El descenso del agua ha hecho que estén cada vez más cerca de la carretera, pero no por ello las casas que se van descubriendo vuelven a habitarse.
Luis Batún es comerciante. Otros cuatro hombres, trabajadores suyos, le acompañan en su viaje en barca hasta su vivienda. Agradece a Dios que se haya drenado su zona. “Pero ahí no vamos a poder regresar; nomás voy por ver si se puede rescatar algo”, dice.
Hay dos maneras de llegar a su casa: en barca o por un sendero de montaña que bordea Campur. Este, sin embargo, se complica por la fangosidad del suelo, saturado por la temporada de lluvias. Además, deben andar en esas condiciones por 15 minutos y luego retornar por otra vía, porque el camino los saca más allá de su barrio.
“La municipalidad nos ofrece láminas, pero eso da igual, porque las casas que se van descubriendo están muy mal como para arreglarlas, y no podemos construir allí porque hay demasiada agua cerca y no para de llover”, añade.
Luis ya puede ver su casa, porque el nivel del agua ha bajado lo suficiente para ello, pero no puede habitarla.
La casa de papá
“La mera verdad es que yo no vivo acá, pero la estamos limpiando por nuestro papá”. Marvin y dos hermanos suyos sacan paladas de lodo, agua y escombros de una casa cercana a la RN-5.
Allí vive su padre, quien fue evacuado cuando comenzaron las lluvias por la tormenta Eta y enviado a un albergue en Carchá.
Afuera apilan muebles rotos, papeles, restos del repello de las paredes interiores y basura, todo ello mezclado con un barro viscoso que se pega a las palas. La misma escena se repite por toda la acera.

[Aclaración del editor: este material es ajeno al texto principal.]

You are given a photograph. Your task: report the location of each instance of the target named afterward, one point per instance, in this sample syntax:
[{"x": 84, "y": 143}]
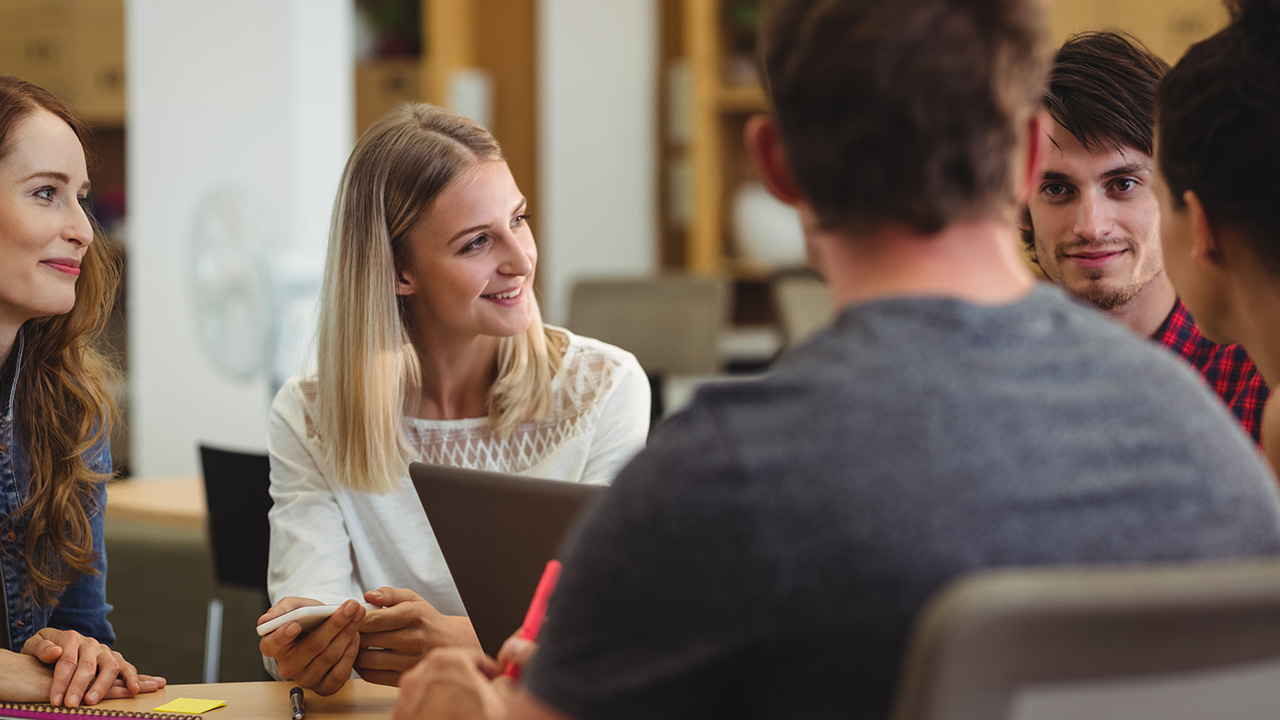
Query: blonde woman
[
  {"x": 56, "y": 286},
  {"x": 430, "y": 347}
]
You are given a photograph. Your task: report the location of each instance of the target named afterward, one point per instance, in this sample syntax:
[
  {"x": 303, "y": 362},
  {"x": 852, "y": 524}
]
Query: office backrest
[
  {"x": 1169, "y": 642},
  {"x": 803, "y": 304},
  {"x": 671, "y": 323},
  {"x": 237, "y": 491}
]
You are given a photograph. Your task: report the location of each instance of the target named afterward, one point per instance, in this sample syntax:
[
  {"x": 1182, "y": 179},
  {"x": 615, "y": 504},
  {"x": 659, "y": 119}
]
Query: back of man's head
[
  {"x": 1102, "y": 90},
  {"x": 906, "y": 112}
]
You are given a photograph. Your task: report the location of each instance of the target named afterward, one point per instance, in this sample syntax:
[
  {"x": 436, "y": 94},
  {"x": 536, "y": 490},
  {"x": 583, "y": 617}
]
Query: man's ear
[
  {"x": 1206, "y": 244},
  {"x": 764, "y": 145},
  {"x": 1034, "y": 154}
]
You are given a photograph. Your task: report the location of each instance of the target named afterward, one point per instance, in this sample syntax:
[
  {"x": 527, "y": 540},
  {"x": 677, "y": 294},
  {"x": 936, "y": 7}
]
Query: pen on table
[
  {"x": 300, "y": 709},
  {"x": 536, "y": 611}
]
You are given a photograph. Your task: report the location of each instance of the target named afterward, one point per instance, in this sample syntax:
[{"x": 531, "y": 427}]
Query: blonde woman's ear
[{"x": 403, "y": 282}]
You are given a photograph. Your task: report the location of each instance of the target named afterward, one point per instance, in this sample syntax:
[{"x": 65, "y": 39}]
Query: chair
[
  {"x": 803, "y": 304},
  {"x": 1169, "y": 642},
  {"x": 672, "y": 323},
  {"x": 237, "y": 492}
]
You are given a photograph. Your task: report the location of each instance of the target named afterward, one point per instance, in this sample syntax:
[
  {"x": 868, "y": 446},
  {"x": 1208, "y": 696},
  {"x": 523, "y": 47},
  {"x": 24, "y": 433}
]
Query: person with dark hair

Marvin y sus hermanos son comerciantes, como casi todos los vecinos de la cuadra. Él se dedica a la venta de cardamomo, cuyos cultivos perdió.
Su padre ya no trabaja, pero es el propietario de la casa. “La verdad, es que uno sí quisiera volver, porque es lo mero de uno, su casita. Habrá que esperar a ver qué dicen las autoridades”, sostiene Marvin.
Sin embargo, tal posibilidad parece lejana: el plan del alcalde Winter Coc es reubicar a toda la población. En el interior de la casa no quedan ni los marcos de las puertas. Igual que el comercio y los cultivos, también se fueron con la corriente.